Mais c’est une autre partie de son intervention qui a provoqué un véritable séisme médiatique.
Dans un moment de franchise rare, Jean-Louis Aubert admet avoir lui-même été, par le passé, « très libertin », évoquant une époque où certains comportements masculins dans le milieu artistique étaient, selon lui, « maladroits, voire naïfs ».
« J’ai eu de la chance de m’en être en partie sorti… Malheureusement, j’aurais pu être très stupide moi aussi. »

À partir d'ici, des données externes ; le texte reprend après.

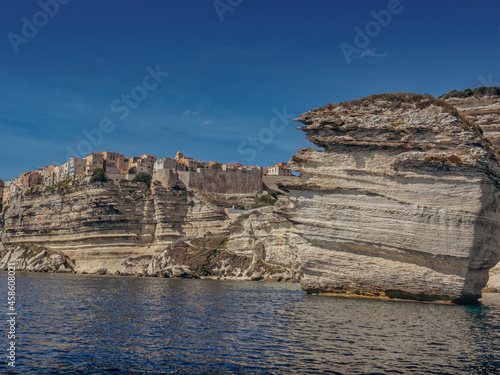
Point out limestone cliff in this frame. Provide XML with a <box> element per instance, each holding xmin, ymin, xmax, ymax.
<box><xmin>0</xmin><ymin>180</ymin><xmax>227</xmax><ymax>274</ymax></box>
<box><xmin>225</xmin><ymin>207</ymin><xmax>301</xmax><ymax>265</ymax></box>
<box><xmin>282</xmin><ymin>93</ymin><xmax>500</xmax><ymax>303</ymax></box>
<box><xmin>0</xmin><ymin>179</ymin><xmax>300</xmax><ymax>280</ymax></box>
<box><xmin>0</xmin><ymin>244</ymin><xmax>74</xmax><ymax>273</ymax></box>
<box><xmin>442</xmin><ymin>87</ymin><xmax>500</xmax><ymax>152</ymax></box>
<box><xmin>4</xmin><ymin>91</ymin><xmax>500</xmax><ymax>302</ymax></box>
<box><xmin>146</xmin><ymin>208</ymin><xmax>301</xmax><ymax>281</ymax></box>
<box><xmin>441</xmin><ymin>88</ymin><xmax>500</xmax><ymax>291</ymax></box>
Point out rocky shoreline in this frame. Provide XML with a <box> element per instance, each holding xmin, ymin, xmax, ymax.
<box><xmin>0</xmin><ymin>242</ymin><xmax>301</xmax><ymax>284</ymax></box>
<box><xmin>0</xmin><ymin>197</ymin><xmax>303</xmax><ymax>284</ymax></box>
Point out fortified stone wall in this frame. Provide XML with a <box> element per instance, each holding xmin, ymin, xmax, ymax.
<box><xmin>178</xmin><ymin>169</ymin><xmax>262</xmax><ymax>194</ymax></box>
<box><xmin>153</xmin><ymin>169</ymin><xmax>178</xmax><ymax>188</ymax></box>
<box><xmin>106</xmin><ymin>173</ymin><xmax>135</xmax><ymax>181</ymax></box>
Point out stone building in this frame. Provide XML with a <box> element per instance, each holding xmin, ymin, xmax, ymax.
<box><xmin>39</xmin><ymin>165</ymin><xmax>57</xmax><ymax>186</ymax></box>
<box><xmin>175</xmin><ymin>151</ymin><xmax>196</xmax><ymax>171</ymax></box>
<box><xmin>58</xmin><ymin>161</ymin><xmax>70</xmax><ymax>181</ymax></box>
<box><xmin>153</xmin><ymin>166</ymin><xmax>263</xmax><ymax>195</ymax></box>
<box><xmin>2</xmin><ymin>182</ymin><xmax>10</xmax><ymax>206</ymax></box>
<box><xmin>224</xmin><ymin>163</ymin><xmax>243</xmax><ymax>170</ymax></box>
<box><xmin>21</xmin><ymin>171</ymin><xmax>42</xmax><ymax>193</ymax></box>
<box><xmin>2</xmin><ymin>178</ymin><xmax>21</xmax><ymax>205</ymax></box>
<box><xmin>130</xmin><ymin>154</ymin><xmax>157</xmax><ymax>174</ymax></box>
<box><xmin>80</xmin><ymin>151</ymin><xmax>157</xmax><ymax>178</ymax></box>
<box><xmin>116</xmin><ymin>156</ymin><xmax>130</xmax><ymax>174</ymax></box>
<box><xmin>174</xmin><ymin>150</ymin><xmax>212</xmax><ymax>171</ymax></box>
<box><xmin>38</xmin><ymin>161</ymin><xmax>80</xmax><ymax>187</ymax></box>
<box><xmin>154</xmin><ymin>151</ymin><xmax>263</xmax><ymax>194</ymax></box>
<box><xmin>141</xmin><ymin>154</ymin><xmax>156</xmax><ymax>168</ymax></box>
<box><xmin>154</xmin><ymin>157</ymin><xmax>185</xmax><ymax>172</ymax></box>
<box><xmin>69</xmin><ymin>157</ymin><xmax>85</xmax><ymax>179</ymax></box>
<box><xmin>85</xmin><ymin>153</ymin><xmax>104</xmax><ymax>175</ymax></box>
<box><xmin>266</xmin><ymin>162</ymin><xmax>292</xmax><ymax>176</ymax></box>
<box><xmin>102</xmin><ymin>152</ymin><xmax>124</xmax><ymax>174</ymax></box>
<box><xmin>53</xmin><ymin>165</ymin><xmax>63</xmax><ymax>182</ymax></box>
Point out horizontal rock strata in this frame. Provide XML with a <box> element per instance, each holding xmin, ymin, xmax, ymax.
<box><xmin>0</xmin><ymin>180</ymin><xmax>301</xmax><ymax>280</ymax></box>
<box><xmin>441</xmin><ymin>89</ymin><xmax>500</xmax><ymax>290</ymax></box>
<box><xmin>0</xmin><ymin>180</ymin><xmax>227</xmax><ymax>274</ymax></box>
<box><xmin>282</xmin><ymin>93</ymin><xmax>500</xmax><ymax>303</ymax></box>
<box><xmin>442</xmin><ymin>88</ymin><xmax>500</xmax><ymax>152</ymax></box>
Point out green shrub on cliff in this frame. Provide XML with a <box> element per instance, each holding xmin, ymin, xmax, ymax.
<box><xmin>254</xmin><ymin>194</ymin><xmax>277</xmax><ymax>208</ymax></box>
<box><xmin>57</xmin><ymin>179</ymin><xmax>71</xmax><ymax>189</ymax></box>
<box><xmin>132</xmin><ymin>172</ymin><xmax>152</xmax><ymax>190</ymax></box>
<box><xmin>90</xmin><ymin>168</ymin><xmax>107</xmax><ymax>183</ymax></box>
<box><xmin>132</xmin><ymin>172</ymin><xmax>152</xmax><ymax>196</ymax></box>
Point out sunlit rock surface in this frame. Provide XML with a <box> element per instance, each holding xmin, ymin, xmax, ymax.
<box><xmin>0</xmin><ymin>180</ymin><xmax>301</xmax><ymax>279</ymax></box>
<box><xmin>442</xmin><ymin>88</ymin><xmax>500</xmax><ymax>291</ymax></box>
<box><xmin>0</xmin><ymin>180</ymin><xmax>227</xmax><ymax>274</ymax></box>
<box><xmin>281</xmin><ymin>93</ymin><xmax>500</xmax><ymax>303</ymax></box>
<box><xmin>443</xmin><ymin>88</ymin><xmax>500</xmax><ymax>152</ymax></box>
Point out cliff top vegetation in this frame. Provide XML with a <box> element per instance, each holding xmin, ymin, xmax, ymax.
<box><xmin>439</xmin><ymin>86</ymin><xmax>500</xmax><ymax>99</ymax></box>
<box><xmin>90</xmin><ymin>168</ymin><xmax>107</xmax><ymax>183</ymax></box>
<box><xmin>312</xmin><ymin>92</ymin><xmax>483</xmax><ymax>134</ymax></box>
<box><xmin>317</xmin><ymin>92</ymin><xmax>455</xmax><ymax>111</ymax></box>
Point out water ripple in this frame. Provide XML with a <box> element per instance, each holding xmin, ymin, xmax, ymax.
<box><xmin>0</xmin><ymin>272</ymin><xmax>499</xmax><ymax>374</ymax></box>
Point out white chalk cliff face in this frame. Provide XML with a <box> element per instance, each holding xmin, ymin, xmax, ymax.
<box><xmin>0</xmin><ymin>180</ymin><xmax>301</xmax><ymax>279</ymax></box>
<box><xmin>442</xmin><ymin>90</ymin><xmax>500</xmax><ymax>291</ymax></box>
<box><xmin>0</xmin><ymin>180</ymin><xmax>228</xmax><ymax>274</ymax></box>
<box><xmin>146</xmin><ymin>207</ymin><xmax>302</xmax><ymax>281</ymax></box>
<box><xmin>443</xmin><ymin>91</ymin><xmax>500</xmax><ymax>152</ymax></box>
<box><xmin>225</xmin><ymin>206</ymin><xmax>303</xmax><ymax>268</ymax></box>
<box><xmin>281</xmin><ymin>94</ymin><xmax>500</xmax><ymax>303</ymax></box>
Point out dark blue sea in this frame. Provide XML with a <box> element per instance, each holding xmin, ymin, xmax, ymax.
<box><xmin>1</xmin><ymin>272</ymin><xmax>499</xmax><ymax>374</ymax></box>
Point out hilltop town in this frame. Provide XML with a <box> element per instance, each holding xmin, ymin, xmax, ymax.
<box><xmin>0</xmin><ymin>150</ymin><xmax>294</xmax><ymax>205</ymax></box>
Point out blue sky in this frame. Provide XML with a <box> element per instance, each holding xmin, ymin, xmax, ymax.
<box><xmin>1</xmin><ymin>0</ymin><xmax>500</xmax><ymax>181</ymax></box>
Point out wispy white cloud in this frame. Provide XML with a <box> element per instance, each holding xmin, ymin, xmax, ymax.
<box><xmin>353</xmin><ymin>48</ymin><xmax>387</xmax><ymax>60</ymax></box>
<box><xmin>200</xmin><ymin>120</ymin><xmax>213</xmax><ymax>126</ymax></box>
<box><xmin>182</xmin><ymin>109</ymin><xmax>197</xmax><ymax>119</ymax></box>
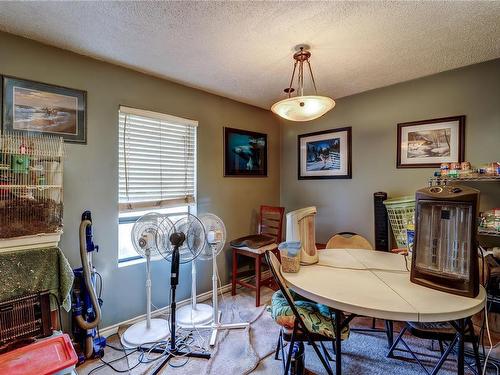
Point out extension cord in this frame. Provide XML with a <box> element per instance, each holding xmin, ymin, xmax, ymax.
<box><xmin>483</xmin><ymin>304</ymin><xmax>494</xmax><ymax>375</ymax></box>
<box><xmin>464</xmin><ymin>347</ymin><xmax>500</xmax><ymax>366</ymax></box>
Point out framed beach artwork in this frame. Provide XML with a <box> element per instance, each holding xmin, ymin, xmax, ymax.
<box><xmin>397</xmin><ymin>116</ymin><xmax>465</xmax><ymax>168</ymax></box>
<box><xmin>2</xmin><ymin>76</ymin><xmax>87</xmax><ymax>143</ymax></box>
<box><xmin>224</xmin><ymin>127</ymin><xmax>267</xmax><ymax>177</ymax></box>
<box><xmin>298</xmin><ymin>127</ymin><xmax>352</xmax><ymax>179</ymax></box>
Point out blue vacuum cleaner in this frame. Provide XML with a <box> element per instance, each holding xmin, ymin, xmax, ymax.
<box><xmin>72</xmin><ymin>211</ymin><xmax>106</xmax><ymax>363</ymax></box>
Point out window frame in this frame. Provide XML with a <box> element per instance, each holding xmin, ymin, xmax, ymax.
<box><xmin>118</xmin><ymin>205</ymin><xmax>197</xmax><ymax>263</ymax></box>
<box><xmin>117</xmin><ymin>106</ymin><xmax>198</xmax><ymax>263</ymax></box>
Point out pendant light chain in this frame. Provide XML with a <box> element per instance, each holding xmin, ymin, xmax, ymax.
<box><xmin>306</xmin><ymin>60</ymin><xmax>319</xmax><ymax>95</ymax></box>
<box><xmin>287</xmin><ymin>60</ymin><xmax>298</xmax><ymax>99</ymax></box>
<box><xmin>298</xmin><ymin>57</ymin><xmax>304</xmax><ymax>97</ymax></box>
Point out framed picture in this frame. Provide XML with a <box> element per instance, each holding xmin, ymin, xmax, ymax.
<box><xmin>2</xmin><ymin>76</ymin><xmax>87</xmax><ymax>143</ymax></box>
<box><xmin>397</xmin><ymin>116</ymin><xmax>465</xmax><ymax>168</ymax></box>
<box><xmin>298</xmin><ymin>127</ymin><xmax>352</xmax><ymax>180</ymax></box>
<box><xmin>224</xmin><ymin>127</ymin><xmax>267</xmax><ymax>177</ymax></box>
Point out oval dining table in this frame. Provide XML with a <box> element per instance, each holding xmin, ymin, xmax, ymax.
<box><xmin>281</xmin><ymin>249</ymin><xmax>486</xmax><ymax>375</ymax></box>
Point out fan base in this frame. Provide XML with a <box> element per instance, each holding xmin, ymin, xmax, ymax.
<box><xmin>177</xmin><ymin>303</ymin><xmax>213</xmax><ymax>327</ymax></box>
<box><xmin>121</xmin><ymin>318</ymin><xmax>169</xmax><ymax>348</ymax></box>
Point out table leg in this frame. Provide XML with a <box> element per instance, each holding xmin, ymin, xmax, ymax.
<box><xmin>467</xmin><ymin>318</ymin><xmax>482</xmax><ymax>375</ymax></box>
<box><xmin>385</xmin><ymin>320</ymin><xmax>394</xmax><ymax>348</ymax></box>
<box><xmin>255</xmin><ymin>255</ymin><xmax>261</xmax><ymax>307</ymax></box>
<box><xmin>334</xmin><ymin>310</ymin><xmax>342</xmax><ymax>375</ymax></box>
<box><xmin>231</xmin><ymin>250</ymin><xmax>237</xmax><ymax>296</ymax></box>
<box><xmin>456</xmin><ymin>319</ymin><xmax>465</xmax><ymax>375</ymax></box>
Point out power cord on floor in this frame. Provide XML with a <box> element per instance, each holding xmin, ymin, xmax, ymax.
<box><xmin>483</xmin><ymin>304</ymin><xmax>495</xmax><ymax>375</ymax></box>
<box><xmin>87</xmin><ymin>329</ymin><xmax>207</xmax><ymax>374</ymax></box>
<box><xmin>478</xmin><ymin>245</ymin><xmax>499</xmax><ymax>375</ymax></box>
<box><xmin>86</xmin><ymin>283</ymin><xmax>213</xmax><ymax>374</ymax></box>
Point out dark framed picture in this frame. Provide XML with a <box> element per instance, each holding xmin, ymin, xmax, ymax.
<box><xmin>298</xmin><ymin>126</ymin><xmax>352</xmax><ymax>180</ymax></box>
<box><xmin>224</xmin><ymin>127</ymin><xmax>267</xmax><ymax>177</ymax></box>
<box><xmin>397</xmin><ymin>116</ymin><xmax>465</xmax><ymax>168</ymax></box>
<box><xmin>2</xmin><ymin>76</ymin><xmax>87</xmax><ymax>143</ymax></box>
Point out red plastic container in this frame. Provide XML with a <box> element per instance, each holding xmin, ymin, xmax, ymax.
<box><xmin>0</xmin><ymin>334</ymin><xmax>77</xmax><ymax>375</ymax></box>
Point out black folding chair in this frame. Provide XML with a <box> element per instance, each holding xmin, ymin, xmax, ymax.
<box><xmin>387</xmin><ymin>320</ymin><xmax>482</xmax><ymax>375</ymax></box>
<box><xmin>265</xmin><ymin>250</ymin><xmax>344</xmax><ymax>375</ymax></box>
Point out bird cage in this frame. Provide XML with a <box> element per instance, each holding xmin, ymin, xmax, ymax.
<box><xmin>0</xmin><ymin>133</ymin><xmax>64</xmax><ymax>252</ymax></box>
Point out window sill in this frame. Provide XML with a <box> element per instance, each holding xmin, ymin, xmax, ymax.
<box><xmin>118</xmin><ymin>257</ymin><xmax>146</xmax><ymax>268</ymax></box>
<box><xmin>117</xmin><ymin>255</ymin><xmax>169</xmax><ymax>268</ymax></box>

Ces déclarations ont immédiatement enflammé les réseaux sociaux, divisant l’opinion publique entre ceux qui saluent une forme de lucidité tardive, et ceux qui dénoncent un aveu révélateur d’une culture du silence longtemps enracinée dans le monde du spectacle.
Et ce n’est pas tout. Jean-Louis Aubert va plus loin encore en reconnaissant avoir, à certains moments, « dépassé les limites », avant de constater avec soulagement que les mentalités évoluent.
« Les temps changent… et c’est une bonne chose. »
Une phrase qui, en apparence anodine, relance pourtant toutes les interrogations : simple réflexion personnelle ou message indirect adressé à Patrick Bruel ?
Alors que la tournée de ce dernier se prépare dans une tension grandissante, la pression médiatique s’intensifie. Et après les propos de Jean-Louis Aubert, une chose semble certaine : cette affaire ne fait que commencer à prendre de l’ampleur.